Focus Ireland, in its annual report, reported helping 1,790 households to avoid or leave homelessness in 2019 and that 14,200 people had engaged with its services throughout the year. Another report – A Working Life: The Continuing Journey, complied by Cork Simon Community – has found that securing stable affordable housing is the greatest challenge for people trying to exit homelessness even after they have secured employment.
The Cork Simon Community Director Dermot Kavanagh said that the report served to emphasise the importance and success of employment in the rebuilding of lives. Kavanagh said: “It also demonstrated the many factors that can help or hinder sustaining work, and the critical importance of an adequate supply of affordable, stable housing in order for employment to work, and for people to rebuild their lives. Now more than ever people need occupation, connection and hope. Employment, with the right supports, offers these in spades.”
The report, the second in a series following people who have experienced homelessness moving into employment through Cork Simon, found that 71 per cent of participants were still in employment two years into the process, with 76 per cent saying they had achieved life goals in that period, but securing housing remained an issue for 50 per cent of the participants.

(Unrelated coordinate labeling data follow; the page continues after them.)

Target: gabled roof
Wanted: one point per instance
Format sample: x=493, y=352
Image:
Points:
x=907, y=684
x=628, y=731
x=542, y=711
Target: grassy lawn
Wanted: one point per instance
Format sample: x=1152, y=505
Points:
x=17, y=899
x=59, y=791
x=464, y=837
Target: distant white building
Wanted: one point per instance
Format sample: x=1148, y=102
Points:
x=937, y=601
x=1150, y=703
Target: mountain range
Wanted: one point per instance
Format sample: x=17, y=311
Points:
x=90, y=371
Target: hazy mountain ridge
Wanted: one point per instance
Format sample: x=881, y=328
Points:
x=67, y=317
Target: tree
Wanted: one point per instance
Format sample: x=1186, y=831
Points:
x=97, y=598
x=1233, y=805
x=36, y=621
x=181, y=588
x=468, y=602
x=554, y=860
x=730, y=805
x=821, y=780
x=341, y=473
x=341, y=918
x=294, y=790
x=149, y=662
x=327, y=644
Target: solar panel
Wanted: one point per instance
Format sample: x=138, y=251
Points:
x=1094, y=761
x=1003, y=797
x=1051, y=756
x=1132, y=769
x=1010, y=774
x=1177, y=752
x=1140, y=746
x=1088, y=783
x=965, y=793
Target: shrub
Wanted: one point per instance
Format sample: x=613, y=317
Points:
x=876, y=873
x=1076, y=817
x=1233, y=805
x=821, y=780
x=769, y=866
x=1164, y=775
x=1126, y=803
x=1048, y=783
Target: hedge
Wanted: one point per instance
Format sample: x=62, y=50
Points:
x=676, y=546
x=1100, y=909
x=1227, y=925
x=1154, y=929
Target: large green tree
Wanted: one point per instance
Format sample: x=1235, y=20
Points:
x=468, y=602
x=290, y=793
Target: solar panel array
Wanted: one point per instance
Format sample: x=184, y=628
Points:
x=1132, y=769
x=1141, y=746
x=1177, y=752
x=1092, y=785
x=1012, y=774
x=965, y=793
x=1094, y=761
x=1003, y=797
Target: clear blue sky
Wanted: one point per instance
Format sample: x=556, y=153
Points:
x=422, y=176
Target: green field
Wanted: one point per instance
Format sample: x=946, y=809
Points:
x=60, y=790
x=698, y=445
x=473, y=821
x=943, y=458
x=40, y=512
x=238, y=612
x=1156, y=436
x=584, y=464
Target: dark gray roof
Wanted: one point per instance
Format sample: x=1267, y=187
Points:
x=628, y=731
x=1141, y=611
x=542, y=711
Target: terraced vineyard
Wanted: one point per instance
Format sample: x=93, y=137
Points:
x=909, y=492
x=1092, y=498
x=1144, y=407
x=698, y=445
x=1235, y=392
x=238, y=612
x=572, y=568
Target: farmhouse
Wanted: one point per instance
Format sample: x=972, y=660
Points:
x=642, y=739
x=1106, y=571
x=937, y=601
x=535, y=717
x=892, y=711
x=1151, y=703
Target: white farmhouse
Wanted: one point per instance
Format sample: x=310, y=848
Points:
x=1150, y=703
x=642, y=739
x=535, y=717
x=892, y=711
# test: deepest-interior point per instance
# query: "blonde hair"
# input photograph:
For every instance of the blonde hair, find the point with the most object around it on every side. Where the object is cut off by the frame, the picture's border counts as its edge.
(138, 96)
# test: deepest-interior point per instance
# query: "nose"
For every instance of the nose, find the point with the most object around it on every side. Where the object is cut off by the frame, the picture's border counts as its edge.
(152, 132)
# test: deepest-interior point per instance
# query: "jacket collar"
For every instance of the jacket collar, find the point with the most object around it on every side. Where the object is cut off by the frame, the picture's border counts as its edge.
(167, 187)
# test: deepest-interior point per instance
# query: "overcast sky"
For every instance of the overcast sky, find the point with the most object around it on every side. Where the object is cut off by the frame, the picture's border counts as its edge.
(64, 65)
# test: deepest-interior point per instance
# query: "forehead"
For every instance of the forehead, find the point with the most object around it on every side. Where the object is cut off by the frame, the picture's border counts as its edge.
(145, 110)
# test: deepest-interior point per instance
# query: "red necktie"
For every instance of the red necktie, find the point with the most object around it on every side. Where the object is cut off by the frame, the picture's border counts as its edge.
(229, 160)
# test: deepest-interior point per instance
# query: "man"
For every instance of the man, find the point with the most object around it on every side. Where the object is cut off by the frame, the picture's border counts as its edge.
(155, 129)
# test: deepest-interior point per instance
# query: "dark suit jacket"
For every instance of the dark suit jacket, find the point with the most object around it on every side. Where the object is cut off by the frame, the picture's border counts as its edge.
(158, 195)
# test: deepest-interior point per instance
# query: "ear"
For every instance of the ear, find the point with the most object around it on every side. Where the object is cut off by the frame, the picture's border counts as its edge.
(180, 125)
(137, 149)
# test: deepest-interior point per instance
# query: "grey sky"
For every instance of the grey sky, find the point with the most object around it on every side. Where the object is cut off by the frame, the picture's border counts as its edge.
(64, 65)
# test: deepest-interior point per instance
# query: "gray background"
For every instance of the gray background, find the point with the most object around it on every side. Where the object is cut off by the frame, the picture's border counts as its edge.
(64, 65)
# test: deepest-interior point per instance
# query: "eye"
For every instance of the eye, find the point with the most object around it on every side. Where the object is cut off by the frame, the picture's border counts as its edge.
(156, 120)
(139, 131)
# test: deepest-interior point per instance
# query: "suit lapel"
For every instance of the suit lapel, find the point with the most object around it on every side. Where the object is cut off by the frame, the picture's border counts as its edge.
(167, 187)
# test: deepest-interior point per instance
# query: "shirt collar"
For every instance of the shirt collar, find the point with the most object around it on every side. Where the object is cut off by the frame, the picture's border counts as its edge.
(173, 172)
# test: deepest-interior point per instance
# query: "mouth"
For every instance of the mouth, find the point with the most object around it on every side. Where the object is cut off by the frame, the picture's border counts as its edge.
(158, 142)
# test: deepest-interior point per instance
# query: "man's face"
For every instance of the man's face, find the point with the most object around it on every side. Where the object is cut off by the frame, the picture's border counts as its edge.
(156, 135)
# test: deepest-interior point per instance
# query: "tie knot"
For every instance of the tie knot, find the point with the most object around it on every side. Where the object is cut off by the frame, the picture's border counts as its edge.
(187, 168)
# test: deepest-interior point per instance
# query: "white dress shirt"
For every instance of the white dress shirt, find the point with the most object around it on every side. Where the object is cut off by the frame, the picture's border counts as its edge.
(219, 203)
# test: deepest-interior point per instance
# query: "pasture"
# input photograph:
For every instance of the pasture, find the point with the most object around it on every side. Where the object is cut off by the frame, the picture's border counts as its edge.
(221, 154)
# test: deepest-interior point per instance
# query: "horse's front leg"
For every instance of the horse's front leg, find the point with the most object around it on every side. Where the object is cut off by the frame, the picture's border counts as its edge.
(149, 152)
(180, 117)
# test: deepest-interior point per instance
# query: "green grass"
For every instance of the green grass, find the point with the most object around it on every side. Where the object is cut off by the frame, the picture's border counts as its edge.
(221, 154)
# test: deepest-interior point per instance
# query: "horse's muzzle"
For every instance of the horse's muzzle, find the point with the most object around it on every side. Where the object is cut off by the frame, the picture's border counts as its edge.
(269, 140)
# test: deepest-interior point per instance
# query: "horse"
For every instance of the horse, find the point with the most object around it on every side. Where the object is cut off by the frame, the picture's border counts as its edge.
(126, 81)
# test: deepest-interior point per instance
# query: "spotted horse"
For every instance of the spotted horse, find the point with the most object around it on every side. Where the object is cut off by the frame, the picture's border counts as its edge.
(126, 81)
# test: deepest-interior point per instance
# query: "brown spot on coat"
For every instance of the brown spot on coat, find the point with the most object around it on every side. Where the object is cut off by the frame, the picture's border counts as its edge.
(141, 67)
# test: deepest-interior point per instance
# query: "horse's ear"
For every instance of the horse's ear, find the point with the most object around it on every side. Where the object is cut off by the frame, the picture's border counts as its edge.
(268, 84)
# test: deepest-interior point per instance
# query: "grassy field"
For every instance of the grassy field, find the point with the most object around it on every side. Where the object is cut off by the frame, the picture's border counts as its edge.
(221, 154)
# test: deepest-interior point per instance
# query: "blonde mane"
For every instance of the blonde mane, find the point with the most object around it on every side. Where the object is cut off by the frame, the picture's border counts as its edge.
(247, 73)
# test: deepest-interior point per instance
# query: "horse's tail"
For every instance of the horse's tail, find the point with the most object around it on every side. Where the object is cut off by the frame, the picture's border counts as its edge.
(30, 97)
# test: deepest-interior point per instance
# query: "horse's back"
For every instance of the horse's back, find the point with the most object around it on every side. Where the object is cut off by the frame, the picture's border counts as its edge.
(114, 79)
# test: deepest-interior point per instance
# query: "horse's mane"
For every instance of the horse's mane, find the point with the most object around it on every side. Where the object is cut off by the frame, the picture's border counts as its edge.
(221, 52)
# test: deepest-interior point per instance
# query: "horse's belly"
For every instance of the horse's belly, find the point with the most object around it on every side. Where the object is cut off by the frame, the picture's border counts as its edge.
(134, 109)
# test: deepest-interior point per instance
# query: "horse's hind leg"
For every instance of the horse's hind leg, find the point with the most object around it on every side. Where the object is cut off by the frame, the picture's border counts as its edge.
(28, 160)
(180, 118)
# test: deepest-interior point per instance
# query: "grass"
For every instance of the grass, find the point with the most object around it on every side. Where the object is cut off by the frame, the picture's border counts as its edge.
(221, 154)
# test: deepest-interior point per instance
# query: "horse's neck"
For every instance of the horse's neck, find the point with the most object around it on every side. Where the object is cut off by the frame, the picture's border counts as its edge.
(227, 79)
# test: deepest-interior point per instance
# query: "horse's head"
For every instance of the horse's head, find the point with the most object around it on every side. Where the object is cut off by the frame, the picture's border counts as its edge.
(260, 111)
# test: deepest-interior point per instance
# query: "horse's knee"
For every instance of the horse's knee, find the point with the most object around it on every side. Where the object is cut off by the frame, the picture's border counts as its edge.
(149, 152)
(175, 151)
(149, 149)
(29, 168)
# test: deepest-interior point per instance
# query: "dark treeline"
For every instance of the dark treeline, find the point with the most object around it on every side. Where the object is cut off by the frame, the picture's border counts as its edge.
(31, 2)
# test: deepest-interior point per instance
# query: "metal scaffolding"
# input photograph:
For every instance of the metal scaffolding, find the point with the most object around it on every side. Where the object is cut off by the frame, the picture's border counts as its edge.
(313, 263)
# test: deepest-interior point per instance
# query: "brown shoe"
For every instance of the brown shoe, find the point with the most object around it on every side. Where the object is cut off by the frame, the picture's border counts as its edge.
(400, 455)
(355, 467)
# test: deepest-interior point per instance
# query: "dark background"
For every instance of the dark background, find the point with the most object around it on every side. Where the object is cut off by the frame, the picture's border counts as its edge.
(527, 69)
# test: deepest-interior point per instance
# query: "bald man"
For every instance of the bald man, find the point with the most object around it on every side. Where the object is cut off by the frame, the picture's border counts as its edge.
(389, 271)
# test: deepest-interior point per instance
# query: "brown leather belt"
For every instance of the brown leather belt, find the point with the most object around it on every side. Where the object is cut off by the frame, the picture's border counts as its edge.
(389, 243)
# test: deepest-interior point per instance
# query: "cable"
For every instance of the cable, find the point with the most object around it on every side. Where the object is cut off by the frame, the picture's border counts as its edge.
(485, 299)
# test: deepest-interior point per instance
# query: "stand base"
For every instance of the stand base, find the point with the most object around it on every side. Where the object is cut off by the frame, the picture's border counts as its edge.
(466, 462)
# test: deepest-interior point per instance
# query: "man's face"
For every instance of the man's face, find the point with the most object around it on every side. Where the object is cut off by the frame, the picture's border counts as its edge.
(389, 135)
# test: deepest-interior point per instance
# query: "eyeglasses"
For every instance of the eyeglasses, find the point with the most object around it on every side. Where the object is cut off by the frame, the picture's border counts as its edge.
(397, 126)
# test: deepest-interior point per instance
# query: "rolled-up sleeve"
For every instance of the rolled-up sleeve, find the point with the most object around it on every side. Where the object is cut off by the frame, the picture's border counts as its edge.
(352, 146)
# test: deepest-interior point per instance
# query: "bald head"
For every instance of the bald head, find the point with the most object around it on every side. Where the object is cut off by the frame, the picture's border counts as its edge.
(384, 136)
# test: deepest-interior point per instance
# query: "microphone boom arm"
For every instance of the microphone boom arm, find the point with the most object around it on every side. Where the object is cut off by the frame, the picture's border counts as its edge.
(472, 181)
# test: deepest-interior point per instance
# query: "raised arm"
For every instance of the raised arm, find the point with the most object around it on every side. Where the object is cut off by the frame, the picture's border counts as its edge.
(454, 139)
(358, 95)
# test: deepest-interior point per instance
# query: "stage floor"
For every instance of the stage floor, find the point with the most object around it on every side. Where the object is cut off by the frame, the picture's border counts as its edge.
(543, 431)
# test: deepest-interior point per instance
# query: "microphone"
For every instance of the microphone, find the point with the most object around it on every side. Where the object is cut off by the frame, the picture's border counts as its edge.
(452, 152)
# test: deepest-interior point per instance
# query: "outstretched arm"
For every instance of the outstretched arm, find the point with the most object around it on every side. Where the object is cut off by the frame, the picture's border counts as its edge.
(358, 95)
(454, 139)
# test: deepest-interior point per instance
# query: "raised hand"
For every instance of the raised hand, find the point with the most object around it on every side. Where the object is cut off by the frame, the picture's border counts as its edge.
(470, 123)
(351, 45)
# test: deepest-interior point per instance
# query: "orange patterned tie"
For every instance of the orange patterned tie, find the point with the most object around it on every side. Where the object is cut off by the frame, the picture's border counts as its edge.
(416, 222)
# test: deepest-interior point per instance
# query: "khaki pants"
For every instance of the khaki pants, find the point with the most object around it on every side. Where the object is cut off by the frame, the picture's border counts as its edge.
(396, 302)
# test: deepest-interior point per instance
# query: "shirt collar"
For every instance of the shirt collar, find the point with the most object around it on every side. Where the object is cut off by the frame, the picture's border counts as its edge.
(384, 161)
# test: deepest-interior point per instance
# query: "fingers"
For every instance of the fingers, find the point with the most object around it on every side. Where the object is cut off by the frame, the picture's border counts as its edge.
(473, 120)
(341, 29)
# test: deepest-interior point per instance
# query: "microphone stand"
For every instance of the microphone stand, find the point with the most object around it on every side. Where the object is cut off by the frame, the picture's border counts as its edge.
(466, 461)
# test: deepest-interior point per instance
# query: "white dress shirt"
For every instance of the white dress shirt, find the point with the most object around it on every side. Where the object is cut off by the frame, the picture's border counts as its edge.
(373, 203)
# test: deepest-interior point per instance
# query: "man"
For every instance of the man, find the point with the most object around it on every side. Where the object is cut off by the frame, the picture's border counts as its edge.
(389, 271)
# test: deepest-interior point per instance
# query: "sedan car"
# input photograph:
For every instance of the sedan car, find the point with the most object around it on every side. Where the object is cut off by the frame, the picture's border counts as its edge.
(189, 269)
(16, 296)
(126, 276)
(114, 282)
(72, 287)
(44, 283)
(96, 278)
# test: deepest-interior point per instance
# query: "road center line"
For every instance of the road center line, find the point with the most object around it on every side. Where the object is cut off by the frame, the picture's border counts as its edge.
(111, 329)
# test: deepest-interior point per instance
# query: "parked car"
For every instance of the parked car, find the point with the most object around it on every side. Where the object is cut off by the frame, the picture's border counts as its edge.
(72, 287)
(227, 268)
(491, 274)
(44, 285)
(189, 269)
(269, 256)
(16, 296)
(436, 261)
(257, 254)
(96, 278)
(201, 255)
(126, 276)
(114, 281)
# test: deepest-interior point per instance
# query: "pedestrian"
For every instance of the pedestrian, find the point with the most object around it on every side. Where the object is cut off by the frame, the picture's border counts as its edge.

“While securing housing brought great relief and joy, housing scarcity and insecurity caused considerable stress and upheaval and impacted one-third of participants’ ability to work during the research period,” researcher Sophie Johnston said. Participants in the study cited lack of availability, exorbitant rents, perceived prejudice in shortlisting tenants and the inability to take time off work to search for housing as the main barriers toward securing housing.
With an additional 593 social homes now scheduled to be built in 2021 – 9,500 versus Rebuilding Ireland’s target of 8,907 – the hope will be that these needs can be addressed as soon as possible although the full effect of Covid-19 and the lapsing of the rent freeze and eviction ban remains to be seen.